A proposta, em fase preliminar, prevê a instituição de duas categorias de áreas protegidas: Área de Proteção Ambiental (APA), com cerca de 117 mil hectares e Refúgio de Vida Silvestre (RVS), categoria mais restritiva, distribuída em três polígonos somando 43 mil hectares.
Como as áreas se sobrepõem, o total estimado chega a 160 mil hectares, distribuídos entre cinco municípios missioneiros: Santiago – 13,7% (33 mil ha); Bossoroca – 29,5% (47 mil ha); Santo Antônio das Missões – 8% (13 mil ha) Itacurubi – 43,4% (48 mil ha) e Unistalda – 29,3% (17 mil ha).
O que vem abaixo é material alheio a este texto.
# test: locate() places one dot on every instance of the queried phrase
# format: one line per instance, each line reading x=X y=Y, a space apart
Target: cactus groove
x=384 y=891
Segundo a caracterização ecológica apresentada no estudo inicial, grande parte da área abrange campos nativos e regiões onde se destaca a presença do pau-ferro-missioneiro (Myracrodruon balansae), espécie que compõe a formação conhecida como “parques de pau-ferro”.
A possibilidade de criação das unidades tem provocado inquietação entre produtores rurais e entidades ligadas ao agronegócio. As principais preocupações envolvem eventuais limitações ao uso produtivo da terra, já que as categorias de conservação – especialmente o RVS – impõem regras rígidas para manejo, circulação e exploração econômica.
Em entrevistas ao programa Jornal da Manhã nesta segunda-feira (24), Margareth Costa Beber, coordenadora da 12ª Regional da Farsul, e Luís Fernando Cavalheiro Pires, assessor jurídico da entidade, destacaram que a proposta necessita de amplo debate e participação da comunidade local. Ambos reforçaram que um roteiro de mobilização já começou, e que o próximo passo é intensificar a articulação com produtores, prefeitos, câmaras de vereadores, sindicatos rurais e demais setores impactados direta ou indiretamente.
O procedimento segue a Portaria Conjunta ICMBio/MMA nº 1.145/2020, que estabelece cinco etapas para criação e ampliação de unidades de conservação federais. A proposta atual está na 1ª etapa – fase preliminar, que envolve: recebimento e avaliação das sugestões; interação técnica com centros especializados; participação de unidades locais do ICMBio e consulta inicial à sociedade civil e comunidades tradicionais. Após a conclusão dessa etapa, caso o projeto avance, serão iniciadas audiências públicas, estudos socioeconômicos e avaliações de impacto.